今池は、寛文9年(1669)7月の油上村絵図に記されていますので、近世初期までにはつくられていたのでしょう。

しかし、古代にあって、同地は条里制に基づく整然とした方形の土地割が実施されていました。

7世紀前半にさかのぼっても、難波宮と大津道(長尾街道)を南北に結ぶ「難波大道」も通っていました。

今池は、ほぼ整形な池でしたが、これは条里地割に基づいた2坪4方の農地を灌漑池としたからです。

今池が所在した油上や芝村は、奈良時代から平安時代にかけて、河内国丹比郡依網郷に含まれていました。

依網の地は、天美地域だけではなく、摂津国住吉郡にも大羅郷があることから、両郷は地続きで、両郷をあわせて依網と称していたと考えられます。

大羅郷は、いまの大阪市住吉区我孫子・苅田・庭井・杉本・山之内にあたります。

この地には古代以来、依網池とよばれる大池が存在していました。

『日本書紀』の崇神天皇62年に「冬十月、依網池を造る」とあり、応神天皇13年には「水渟る依網池に蓴繰り」と記されています。

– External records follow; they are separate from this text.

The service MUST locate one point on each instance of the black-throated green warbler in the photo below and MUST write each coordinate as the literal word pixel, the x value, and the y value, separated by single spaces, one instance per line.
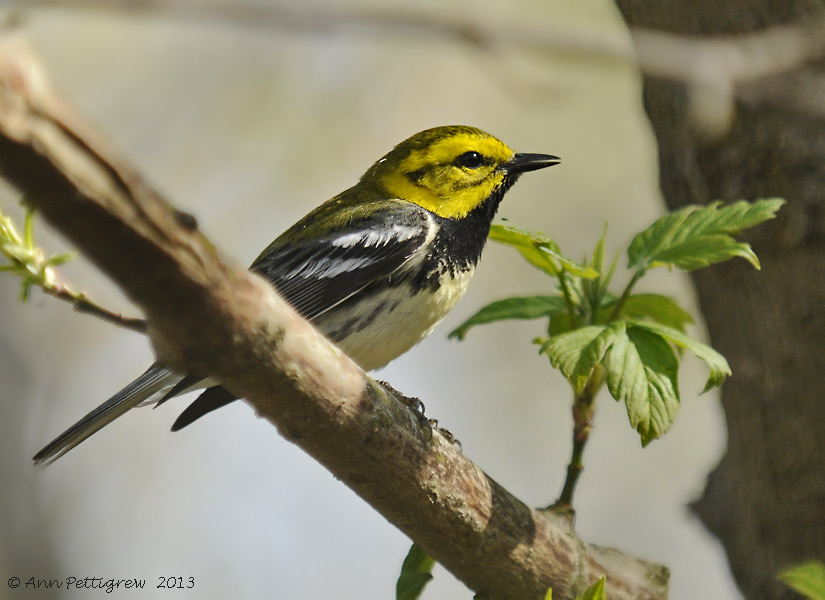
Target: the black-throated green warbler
pixel 375 269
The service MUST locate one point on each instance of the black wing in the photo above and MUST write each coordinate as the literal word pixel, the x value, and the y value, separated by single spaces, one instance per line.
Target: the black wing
pixel 316 274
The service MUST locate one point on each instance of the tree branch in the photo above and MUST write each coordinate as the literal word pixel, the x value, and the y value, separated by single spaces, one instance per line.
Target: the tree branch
pixel 205 317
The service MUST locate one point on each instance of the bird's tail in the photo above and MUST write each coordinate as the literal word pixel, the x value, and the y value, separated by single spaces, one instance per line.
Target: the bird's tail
pixel 156 379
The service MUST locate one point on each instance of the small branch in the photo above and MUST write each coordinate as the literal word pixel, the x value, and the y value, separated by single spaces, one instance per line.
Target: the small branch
pixel 83 305
pixel 208 318
pixel 584 410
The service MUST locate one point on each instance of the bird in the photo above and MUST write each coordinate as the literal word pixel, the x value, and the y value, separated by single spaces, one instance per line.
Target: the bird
pixel 374 269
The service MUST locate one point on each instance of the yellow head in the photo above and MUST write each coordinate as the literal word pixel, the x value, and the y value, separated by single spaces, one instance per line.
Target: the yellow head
pixel 451 170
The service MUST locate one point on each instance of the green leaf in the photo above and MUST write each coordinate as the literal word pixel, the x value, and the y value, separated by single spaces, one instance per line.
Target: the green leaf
pixel 416 572
pixel 540 251
pixel 577 352
pixel 807 578
pixel 594 592
pixel 697 236
pixel 719 368
pixel 642 372
pixel 662 309
pixel 525 307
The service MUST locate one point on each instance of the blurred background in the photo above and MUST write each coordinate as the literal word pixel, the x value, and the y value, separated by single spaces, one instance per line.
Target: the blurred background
pixel 248 123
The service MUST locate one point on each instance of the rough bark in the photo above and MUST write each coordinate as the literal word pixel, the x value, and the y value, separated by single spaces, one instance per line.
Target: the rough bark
pixel 208 318
pixel 766 499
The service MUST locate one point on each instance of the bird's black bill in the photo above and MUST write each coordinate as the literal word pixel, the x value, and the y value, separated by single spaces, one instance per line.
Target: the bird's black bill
pixel 521 163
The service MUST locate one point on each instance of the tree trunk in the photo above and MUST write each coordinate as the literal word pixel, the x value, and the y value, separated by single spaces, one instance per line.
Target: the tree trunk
pixel 766 499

また、推古天皇15年にも「依網池をつくる」とみえます。

崇神や応神朝の記事は、造作があったらしいのですが、推古天皇のころには狭山池がつくられていましたので、依網池も7世紀初頭には存在していたと思われます。

依網池は、狭山方面から流れる西除川の河水の一部などを集水して、池の北部および東部の中位段丘の耕地開発や灌漑のために築造されたのでしょう。

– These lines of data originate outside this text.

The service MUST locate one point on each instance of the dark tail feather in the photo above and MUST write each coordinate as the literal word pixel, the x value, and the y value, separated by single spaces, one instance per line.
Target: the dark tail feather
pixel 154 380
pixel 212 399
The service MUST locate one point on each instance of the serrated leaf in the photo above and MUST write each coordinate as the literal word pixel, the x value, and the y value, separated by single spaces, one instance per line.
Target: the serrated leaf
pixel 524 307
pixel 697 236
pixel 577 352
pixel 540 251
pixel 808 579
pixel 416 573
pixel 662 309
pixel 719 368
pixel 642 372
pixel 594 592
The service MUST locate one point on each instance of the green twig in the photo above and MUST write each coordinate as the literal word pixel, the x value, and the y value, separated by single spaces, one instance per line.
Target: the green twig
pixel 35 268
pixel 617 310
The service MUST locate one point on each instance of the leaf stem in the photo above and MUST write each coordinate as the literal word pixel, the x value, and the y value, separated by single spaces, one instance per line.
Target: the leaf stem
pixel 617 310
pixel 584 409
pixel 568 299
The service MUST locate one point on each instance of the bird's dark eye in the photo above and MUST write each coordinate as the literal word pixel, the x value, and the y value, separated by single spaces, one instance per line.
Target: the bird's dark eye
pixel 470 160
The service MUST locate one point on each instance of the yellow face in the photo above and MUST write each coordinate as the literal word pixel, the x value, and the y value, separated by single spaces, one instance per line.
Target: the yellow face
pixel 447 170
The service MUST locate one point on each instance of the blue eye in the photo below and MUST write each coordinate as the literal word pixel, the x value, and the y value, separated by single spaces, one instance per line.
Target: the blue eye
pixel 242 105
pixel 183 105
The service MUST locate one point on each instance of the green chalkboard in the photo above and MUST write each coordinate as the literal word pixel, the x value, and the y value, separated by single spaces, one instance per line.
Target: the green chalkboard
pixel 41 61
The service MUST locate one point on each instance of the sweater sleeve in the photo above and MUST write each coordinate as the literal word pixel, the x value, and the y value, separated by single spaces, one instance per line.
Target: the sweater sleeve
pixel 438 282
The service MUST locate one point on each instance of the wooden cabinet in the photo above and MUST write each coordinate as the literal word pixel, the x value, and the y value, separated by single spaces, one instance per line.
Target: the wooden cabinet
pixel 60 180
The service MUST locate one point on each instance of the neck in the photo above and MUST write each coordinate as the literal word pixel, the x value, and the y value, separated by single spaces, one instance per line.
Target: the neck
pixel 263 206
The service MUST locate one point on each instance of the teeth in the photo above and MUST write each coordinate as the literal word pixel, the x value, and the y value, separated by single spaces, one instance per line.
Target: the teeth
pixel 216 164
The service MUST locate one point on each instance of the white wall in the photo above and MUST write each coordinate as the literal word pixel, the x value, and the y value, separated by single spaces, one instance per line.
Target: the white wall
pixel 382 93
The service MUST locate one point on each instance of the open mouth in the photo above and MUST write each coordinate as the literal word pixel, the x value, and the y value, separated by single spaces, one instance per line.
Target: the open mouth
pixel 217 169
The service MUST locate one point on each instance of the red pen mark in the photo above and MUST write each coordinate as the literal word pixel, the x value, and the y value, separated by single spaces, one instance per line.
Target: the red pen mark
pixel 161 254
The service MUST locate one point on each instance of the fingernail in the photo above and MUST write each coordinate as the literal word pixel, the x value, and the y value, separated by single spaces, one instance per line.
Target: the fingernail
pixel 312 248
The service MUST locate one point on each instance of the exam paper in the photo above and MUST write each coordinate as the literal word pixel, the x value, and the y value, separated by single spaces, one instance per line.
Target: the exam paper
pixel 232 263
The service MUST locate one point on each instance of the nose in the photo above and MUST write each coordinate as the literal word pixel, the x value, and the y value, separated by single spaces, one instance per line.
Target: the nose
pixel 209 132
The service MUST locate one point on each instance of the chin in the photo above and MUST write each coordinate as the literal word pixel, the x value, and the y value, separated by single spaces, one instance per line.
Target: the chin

宝永元年(1704)の大和川の付け替えで、新川が池を横断し、池床が埋められ農地となったので、池は形が変わり、著しく縮小しました。

ですから、古代以来の池の範囲は不明ですが、その大半は、中世や近世の絵図などから、我孫子・苅田・庭井から堺市常盤町に広がっていました。

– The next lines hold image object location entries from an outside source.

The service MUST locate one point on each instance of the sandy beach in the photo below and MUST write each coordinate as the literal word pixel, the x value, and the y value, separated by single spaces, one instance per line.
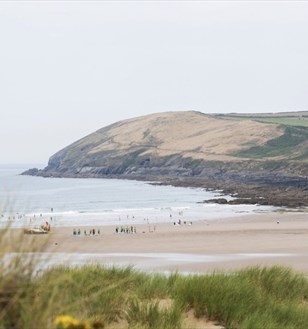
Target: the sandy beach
pixel 205 246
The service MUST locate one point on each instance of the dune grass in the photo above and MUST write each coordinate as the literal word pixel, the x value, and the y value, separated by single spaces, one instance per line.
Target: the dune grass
pixel 274 297
pixel 116 298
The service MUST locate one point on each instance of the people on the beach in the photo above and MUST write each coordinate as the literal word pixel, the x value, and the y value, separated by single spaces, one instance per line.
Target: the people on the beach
pixel 126 230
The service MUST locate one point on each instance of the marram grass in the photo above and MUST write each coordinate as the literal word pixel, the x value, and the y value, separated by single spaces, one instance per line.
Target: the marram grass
pixel 117 298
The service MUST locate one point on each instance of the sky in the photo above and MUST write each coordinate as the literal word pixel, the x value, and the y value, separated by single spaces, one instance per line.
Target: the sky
pixel 69 68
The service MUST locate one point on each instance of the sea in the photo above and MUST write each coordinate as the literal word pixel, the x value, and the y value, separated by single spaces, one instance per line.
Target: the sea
pixel 72 202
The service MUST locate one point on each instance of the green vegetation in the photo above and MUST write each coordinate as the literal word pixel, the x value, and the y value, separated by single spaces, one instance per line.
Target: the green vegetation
pixel 98 297
pixel 287 118
pixel 286 144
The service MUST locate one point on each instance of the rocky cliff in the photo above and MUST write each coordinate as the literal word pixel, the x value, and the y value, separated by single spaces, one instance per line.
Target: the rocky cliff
pixel 191 148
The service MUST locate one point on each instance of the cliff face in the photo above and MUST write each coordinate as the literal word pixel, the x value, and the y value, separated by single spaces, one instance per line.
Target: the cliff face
pixel 188 146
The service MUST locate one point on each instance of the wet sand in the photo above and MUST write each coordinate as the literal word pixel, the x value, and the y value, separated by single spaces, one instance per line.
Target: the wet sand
pixel 205 246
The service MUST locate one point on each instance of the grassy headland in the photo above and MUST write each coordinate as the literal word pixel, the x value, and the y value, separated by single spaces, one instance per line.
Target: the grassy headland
pixel 97 297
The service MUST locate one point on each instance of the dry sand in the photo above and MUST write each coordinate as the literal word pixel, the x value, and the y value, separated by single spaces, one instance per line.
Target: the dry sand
pixel 204 246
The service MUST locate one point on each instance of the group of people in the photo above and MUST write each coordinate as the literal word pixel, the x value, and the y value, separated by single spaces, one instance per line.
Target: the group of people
pixel 179 222
pixel 126 230
pixel 92 232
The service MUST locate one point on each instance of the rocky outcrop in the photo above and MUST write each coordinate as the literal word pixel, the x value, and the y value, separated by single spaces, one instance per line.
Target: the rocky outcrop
pixel 249 158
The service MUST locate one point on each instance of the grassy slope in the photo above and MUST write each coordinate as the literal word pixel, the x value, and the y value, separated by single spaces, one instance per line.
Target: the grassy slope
pixel 292 144
pixel 123 298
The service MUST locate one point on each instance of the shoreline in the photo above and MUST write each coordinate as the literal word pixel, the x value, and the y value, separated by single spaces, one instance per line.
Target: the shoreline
pixel 205 246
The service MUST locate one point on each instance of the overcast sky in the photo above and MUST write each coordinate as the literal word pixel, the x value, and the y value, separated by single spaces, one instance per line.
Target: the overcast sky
pixel 68 68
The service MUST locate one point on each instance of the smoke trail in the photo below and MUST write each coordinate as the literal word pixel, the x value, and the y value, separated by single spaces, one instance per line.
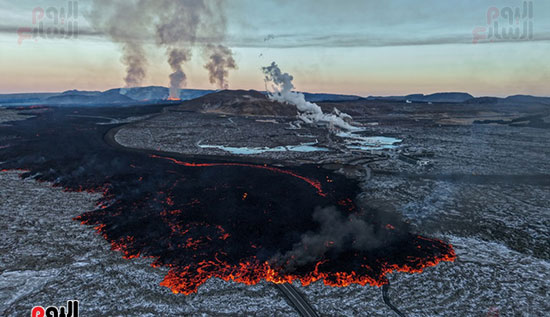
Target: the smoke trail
pixel 309 112
pixel 124 23
pixel 338 233
pixel 178 78
pixel 174 25
pixel 220 61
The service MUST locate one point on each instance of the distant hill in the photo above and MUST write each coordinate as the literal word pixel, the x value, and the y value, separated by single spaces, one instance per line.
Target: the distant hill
pixel 446 97
pixel 154 93
pixel 85 98
pixel 239 102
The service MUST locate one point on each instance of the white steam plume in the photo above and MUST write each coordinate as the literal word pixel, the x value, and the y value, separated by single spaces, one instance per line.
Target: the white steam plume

市域との関わりでは、東側池畔が今池に接していたらしく、南は西除川の南側で限られていたようです。

面積は時代によって違いますが、30~60ヘクタールと推定されています。

また、平均水深は2メートル以下とみられます。

享保20年(1735)刊の『河内志』は、依網池について「丹北郡池内池。在、池内村。広三百余畝、或曰依網池」とあるように、近鉄河内天美駅前にあった池内の弁天池(大半が埋め立てられている)とするなど、江戸中期にはすでにその所在地は混乱していました。

のち、味右衛門池と名を変え、最後まで残っていた庭井の池も昭和40年代に潰廃し、依網池は地上から姿を消したのでした。